Either you're talking about the religion, which is clearly not a race (as you said). Or you're talking about a group that generally shares the same religion, that descended from a few groups that lived co-located thousands of years ago. Of course, many are descended from those groups. What makes that a race?
And I didn't mention Christianity to ask if anyone doubted it existed. I mentioned Christianity to show how silly it is to consider Jews a race. If Christianity isn't a race (even though many Christians descend from a common ancestor), then Jews aren't a race.
- Technically, if you are a Christian, you probably believe you descended from Adam & Eve, sort of the ultimate common ancestor.
Finally, a comment with some specific counterpoints. I appreciate it. So, you're saying that many works just wrongly conflate concepts of a group and race to the point that there's a misconception about the existence of a Jewish race? Also, given the form, that there are only 5 races in existence?
That's pretty much what I'm saying. I think the 5 races on the form conform to my understanding of race, so I think that part is right as well.
I guess fundamentally I can't wrap my head around the idea of identifying a religious group and calling that a race. As I mention, we don't do it with any other religious group, so why Jews?
If Jewish people are disproportionately some races rather than others (and they are), wouldn't that also qualify as racial discrimination under the "disparate impact" reasoning?
I'm not sure it is though. If you have a tight nit community, and you tend to hire those you know best... In that case the filter isn't religion, it's social familiarity.
At first, no it didn't bother me that it was culturally homogeneous -- I thought "Hey this guy is running his own business, that's great." Lots of small businesses that grow organically are confined to a single culture. After all, it was founded by two Orthodox Jews, former competitors, undoubtedly part of a business-friendly community with more contacts who were open to good employment.
But now I think you bring up a fair point, and as they grow, they're probably facing pressure to diversify. Their numbers will start looking suspicious, and it will get harder to find employees within the same community, if nothing else. And how they handle it will affect their company culture and reputation for sure.
Inclusiveness can be hard work; in an ideal world, it would develop organically, with time to learn as they go. I'm sure it will go better if they work at it proactively rather than resist it. But they live in a multi-cultural city, so I'm sure they have some life experience.

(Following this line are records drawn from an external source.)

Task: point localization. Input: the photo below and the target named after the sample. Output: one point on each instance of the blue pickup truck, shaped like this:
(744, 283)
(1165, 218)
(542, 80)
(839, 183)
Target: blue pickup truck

I love the hint in the article about that process. It's colorful and shows that it's not just about cultures, but also about individuals:
> "The buyer that does all the storage products, he's the only guy I let work out of home," Pikarski says. "He's Italian."
Its interesting to think about why this enterprise succeeds and yet Quirky, for example stumbled: this one starts with a known selling product and iterates on it based on market demand, rather than just coming up with cool ideas, perhaps. (I'm actually a fan of Quirky so this isn't really intended as a dis, but one of these two has "nine-figure" (really?) sales, and one doesn't)
Quirky likely had far more scruples and far less connections than these guys, plus I bet Quirky had far less balls when it came to negotiating with a vendor.
These buyers are likely expert and negotiating the price down, or even playing vendors against each other, to get the costs as low as possible.
Their savvy in being able to react quickly with a response product is likely largely driven by their business accumen in this regard...
Quirky was too altruistic in the way they likely handled the manufacturing.
Remember, success in business can often be a reward for some pretty shitty behaviors.
Quirky is a platform for advertising individual product developer ideas. C&A is a marketing+product company that builds products based on consumer research and iteration.
IOQ, Quirky is a vanity platform like Print-on-Demand book companies, not a business enabler.
Ghostery is not the best idea if you're looking for privacy, because it comes from the ad industry. Consider independents like uBlock, Privacy Badger, etc.